Statistical analysis

Statistical comparisons between experimental datasets were performed using a two-sided t-test. Statistical significance corresponded to P values of less than 0.05. Results shown in the figures use symbols to indicate statistical significance: NS (not significant), **P < 0.01 or *P < 0.001. These analyses used OriginLab.

Ethics statement

hiPS cell culture activities at the University of Illinois Chicago were conducted in accordance with Protocol 22-020, which was approved by the university’s Institutional Biosafety Committee.
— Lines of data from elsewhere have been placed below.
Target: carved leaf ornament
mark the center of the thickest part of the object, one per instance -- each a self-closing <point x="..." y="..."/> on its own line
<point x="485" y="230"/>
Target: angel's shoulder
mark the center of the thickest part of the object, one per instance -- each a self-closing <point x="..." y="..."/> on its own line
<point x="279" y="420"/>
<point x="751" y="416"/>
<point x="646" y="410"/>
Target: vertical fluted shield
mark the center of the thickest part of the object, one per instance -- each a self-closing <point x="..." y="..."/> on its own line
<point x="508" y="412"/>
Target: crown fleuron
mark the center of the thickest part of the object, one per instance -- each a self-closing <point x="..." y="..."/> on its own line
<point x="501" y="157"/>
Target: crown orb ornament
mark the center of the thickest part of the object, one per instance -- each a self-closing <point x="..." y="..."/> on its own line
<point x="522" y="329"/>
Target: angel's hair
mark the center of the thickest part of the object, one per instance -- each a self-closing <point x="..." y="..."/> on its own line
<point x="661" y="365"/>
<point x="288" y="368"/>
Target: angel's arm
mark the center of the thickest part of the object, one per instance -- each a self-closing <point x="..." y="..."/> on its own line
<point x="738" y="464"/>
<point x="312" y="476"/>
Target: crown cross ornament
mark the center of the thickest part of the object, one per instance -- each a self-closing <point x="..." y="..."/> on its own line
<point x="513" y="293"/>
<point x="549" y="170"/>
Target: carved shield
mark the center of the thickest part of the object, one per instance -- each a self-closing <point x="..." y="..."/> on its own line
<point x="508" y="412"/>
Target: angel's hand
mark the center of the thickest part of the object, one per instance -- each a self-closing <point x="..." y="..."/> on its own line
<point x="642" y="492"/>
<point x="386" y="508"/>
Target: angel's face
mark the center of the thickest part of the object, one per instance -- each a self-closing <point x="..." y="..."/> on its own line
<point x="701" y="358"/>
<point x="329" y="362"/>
The WTC-11 line was derived from a donor who gave voluntary informed consent to a qualified professional. The cells used in this study were obtained from The Coriell Institute.

The human embryonic stem cell lines used in this study are National Institutes of Health-approved, and the human embryonic stem and hiPS cell research was conducted in compliance with the Shirley Ryan AbilityLab as well as Northwestern University’s Committee on Human Stem Cell Research registration requirements, which oversee the provenance, use and safekeeping of human pluripotent stem cells.

Reporting summary

Further information on research design is available in the Nature Portfolio Reporting Summary linked to this article.